The Sinaloa cartel had fentanyl and heroin labs since 2019 after it decided to drop its marijuana and poppy crops in order to meet the new demands.
"Our client base at the other side [of the border] don't want the old black chiva anymore," a cartel member from the illegal lab said. He added that American drug users "got used to a super powerful heroin boosted with fentanyl."
He noted that American users demanded the fentanyl-boosted heroin about six years ago, but they didn't get the order and recipes to make it until later on. The cartel appeared to have learned the recipe from "a Chinese man," who is "the only one who knows the recipe."
"But many started dying because we still didn't have the right recipe, and some of them were not aware of the potency of the new product," the member added.
In 2018 alone, more than 30,000 people have overdosed with fentanyl in the U.S., the U.S. Centers for Disease Control and Prevention (CDC) said. Fentanyl-boosted heroin was one of the reasons why the Sinaloa cartel managed to thrive in the relatively new business.

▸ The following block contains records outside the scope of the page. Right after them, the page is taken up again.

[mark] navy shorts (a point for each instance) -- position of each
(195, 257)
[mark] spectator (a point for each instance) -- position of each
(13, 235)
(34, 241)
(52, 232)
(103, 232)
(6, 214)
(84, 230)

Sinaloa Cartel Linked Drug Trafficker Pleads Guilty
A mastermind to an extensive drug trafficking ring linked to the cartel pleaded guilty this week after he was found to have operated continuing criminal enterprises in the U.S. He was involved in drug trafficking operations in Virginia, North Carolina, Texas, and California, said a report from KTLA.
The U.S. Immigration and Customs Enforcement (ICE) said Ramiro Ramirez-Barreto, 44, from the Mexican state of Morelos, was linked to the cartel, as were his drug sources. He was said to have supplied cocaine, heroin, and fentanyl to numerous organizations.
The four other defendants arrested during the investigation, dubbed "Operation Cookout," pleaded guilty or were sentenced over the past week for their involvement in the illegal operations.